The President and CEO, Mr. Mark Haywood, stated: "EDM is pleased to announce the closing of the first tranche of our $1.5M overall financing. The second and final tranche is expected to close on or before November 14, 2024."

The first tranche closing involved the issuance of 7,070,046 Units at a price of C$0.11 per Unit for gross proceeds of C$777,705, each Unit consisting of one common share of the Company (each a "Share") and one share purchase warrant (a "Warrant") entitling the holder to purchase one common share of the Company (each a "Warrant Share") at a price of C$0.14 for each Warrant Share, until October 29, 2027. The Company may accelerate the expiry of the share purchase warrants if during their exercise period, the Common Shares trade at or above a volume-weighted average trading price of C$0.30 per Common Share for 10 consecutive trading days. The Company will use the net proceeds from the Offering for environmental work at its wholly owned Scotia Mine, located 60 km north of Halifax (the "Scotia Mine"), and for general working capital purposes.

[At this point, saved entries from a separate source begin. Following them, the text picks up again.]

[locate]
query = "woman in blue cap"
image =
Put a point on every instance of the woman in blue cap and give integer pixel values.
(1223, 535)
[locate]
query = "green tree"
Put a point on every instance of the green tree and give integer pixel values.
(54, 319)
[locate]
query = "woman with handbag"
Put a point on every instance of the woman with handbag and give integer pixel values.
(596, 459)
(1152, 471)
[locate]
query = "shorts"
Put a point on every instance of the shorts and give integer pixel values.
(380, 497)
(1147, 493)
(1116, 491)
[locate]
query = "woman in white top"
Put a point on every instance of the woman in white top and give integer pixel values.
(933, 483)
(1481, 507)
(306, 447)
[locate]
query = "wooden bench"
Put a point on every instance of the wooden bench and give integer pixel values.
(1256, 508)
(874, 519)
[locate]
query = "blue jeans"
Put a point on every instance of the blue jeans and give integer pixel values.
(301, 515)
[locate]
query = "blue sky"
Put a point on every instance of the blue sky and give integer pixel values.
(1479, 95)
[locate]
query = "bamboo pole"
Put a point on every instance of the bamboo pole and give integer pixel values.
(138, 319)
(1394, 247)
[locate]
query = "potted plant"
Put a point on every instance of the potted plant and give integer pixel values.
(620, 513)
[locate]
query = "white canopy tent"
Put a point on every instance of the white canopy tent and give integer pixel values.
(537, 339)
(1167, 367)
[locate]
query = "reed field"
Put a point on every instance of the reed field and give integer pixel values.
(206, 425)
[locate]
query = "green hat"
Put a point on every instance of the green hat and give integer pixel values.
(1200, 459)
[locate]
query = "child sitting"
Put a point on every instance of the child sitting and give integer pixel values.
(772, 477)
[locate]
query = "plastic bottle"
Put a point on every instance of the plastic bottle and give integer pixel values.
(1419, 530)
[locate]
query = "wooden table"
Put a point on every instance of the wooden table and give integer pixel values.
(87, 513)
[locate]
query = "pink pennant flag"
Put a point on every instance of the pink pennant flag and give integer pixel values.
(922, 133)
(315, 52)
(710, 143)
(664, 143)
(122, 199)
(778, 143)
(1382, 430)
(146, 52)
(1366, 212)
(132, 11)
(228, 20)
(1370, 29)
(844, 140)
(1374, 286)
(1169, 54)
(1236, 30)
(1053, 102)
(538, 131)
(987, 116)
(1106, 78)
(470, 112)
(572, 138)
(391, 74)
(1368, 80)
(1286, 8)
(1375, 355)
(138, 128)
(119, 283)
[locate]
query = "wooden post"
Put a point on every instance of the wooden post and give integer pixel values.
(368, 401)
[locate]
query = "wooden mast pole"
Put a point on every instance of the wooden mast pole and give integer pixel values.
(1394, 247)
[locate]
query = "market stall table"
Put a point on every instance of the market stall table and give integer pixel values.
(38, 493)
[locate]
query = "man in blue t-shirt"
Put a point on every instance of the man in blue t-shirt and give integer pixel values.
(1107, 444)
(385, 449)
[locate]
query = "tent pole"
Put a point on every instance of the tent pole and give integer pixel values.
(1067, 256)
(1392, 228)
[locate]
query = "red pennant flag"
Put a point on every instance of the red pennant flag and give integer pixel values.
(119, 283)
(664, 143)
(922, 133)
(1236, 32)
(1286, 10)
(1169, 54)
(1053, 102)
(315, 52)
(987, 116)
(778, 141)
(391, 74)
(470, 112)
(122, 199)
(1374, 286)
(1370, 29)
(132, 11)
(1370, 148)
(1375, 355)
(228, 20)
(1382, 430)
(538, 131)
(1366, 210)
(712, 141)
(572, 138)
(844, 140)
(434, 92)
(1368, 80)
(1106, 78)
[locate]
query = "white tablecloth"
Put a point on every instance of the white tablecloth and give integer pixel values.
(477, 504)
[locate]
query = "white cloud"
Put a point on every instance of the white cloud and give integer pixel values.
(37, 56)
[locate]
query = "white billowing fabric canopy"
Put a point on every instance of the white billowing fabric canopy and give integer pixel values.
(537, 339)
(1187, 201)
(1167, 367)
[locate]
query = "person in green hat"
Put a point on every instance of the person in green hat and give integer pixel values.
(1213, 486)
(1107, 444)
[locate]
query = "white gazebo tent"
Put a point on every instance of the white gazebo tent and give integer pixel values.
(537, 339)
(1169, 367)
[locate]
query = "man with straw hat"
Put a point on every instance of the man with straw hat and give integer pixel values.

In connection with the Offering, the Company has paid C$17,094.00 in cash compensation and issued 155,400 broker warrants (the "Broker Warrants") to eligible brokers for their assistance with the Offering. Each Broker Warrant is exercisable for one common share of the Company until October 29, 2027 at a price of $0.14.

The Shares, the Warrants, any Warrant Shares, the Broker Warrants and any common shares issued upon the exercise of the Broker Warrants are subject to a four month resale hold period ending on March 2, 2024.

This news release does not constitute an offer to sell, or a solicitation of an offer to buy, any of the securities in the United States. The securities have not been and will not be registered under the United States Securities Act of 1933, as amended (the "U.S. Securities Act") or any state securities laws and may not be offered or sold within the United States or to U.S. persons unless registered under the U.S. Securities Act and applicable state securities laws or an exemption from such registration is available.